Enablers and barriers of implementation
After the intervention period a detailed insight into the experiences of all stakeholders was needed. Therefore, all the facilitators were invited to join a group discussion in their respective study centre. Facilitators who could not join in were asked to participate in a problem-centred interview. Relatives, therapists, social workers, and the trained peer-mentors were also invited to take part in problem-centred interviews.
Both the problem-centred interviews and the group discussion followed semi-structured interview guides. To identify key enablers and barriers of a successful implementation, questions were asked regarding how the intervention was delivered, who was reached, how every single implementation component was experienced, and which outside factors were influencing the implementation.
The group discussion was moderated by one researcher (HK) and a study assistant at the study centre. The problem-centred interviews were conducted by single researchers (HK, JH, KB) at the participants’ workplace or at home via telephone. All the interviewers were trained by the research team in methods of leading group discussions [32] and problem-centred interviews [33]. The interviews and the group discussion were audio recorded. Field notes were taken and summarised in a post-script.
Data analysis
Quantitative data were analysed by descriptive statistics using SAS Version 9.4 [34].
Qualitative data from the problem-centred interviews and group discussions were analysed using a mixed deductive-inductive approach based on the structured approach of directed content analysis [35]. Audio records of the group discussion and the interviews were “abridged transcribed” [32] with priority given to relevant contents by members of the research team (HK, JH, KB). Meaningful examples of quotations from the participants were transcribed verbatim. For quality assurance reasons, the participants were offered the opportunity to review and modify the transcripts.

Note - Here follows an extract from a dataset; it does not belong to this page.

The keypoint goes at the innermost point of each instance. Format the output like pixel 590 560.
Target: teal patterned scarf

Two researchers (HK, KB) developed a coding guideline based on one transcript from each group of participants. To finalise the coding guideline, categories were cross-compared and discussed until a consensus was reached [36]. The final coding guideline was reviewed by two senior researchers (MM, SuS). Any data that could not be categorised with the initial coding guideline were assigned to a new sub-category. Where reasonable, the description of the categories was based on the categories of the ICF, which was the conceptual model used to design the intervention [37, 8]. The data analysis was supported by MAXQDA Version 12 [38]. The results were classified into enablers and barriers.
Qualitative data from documentation forms or minutes and field notes were classified inductively into categories, based on the content of the given answers.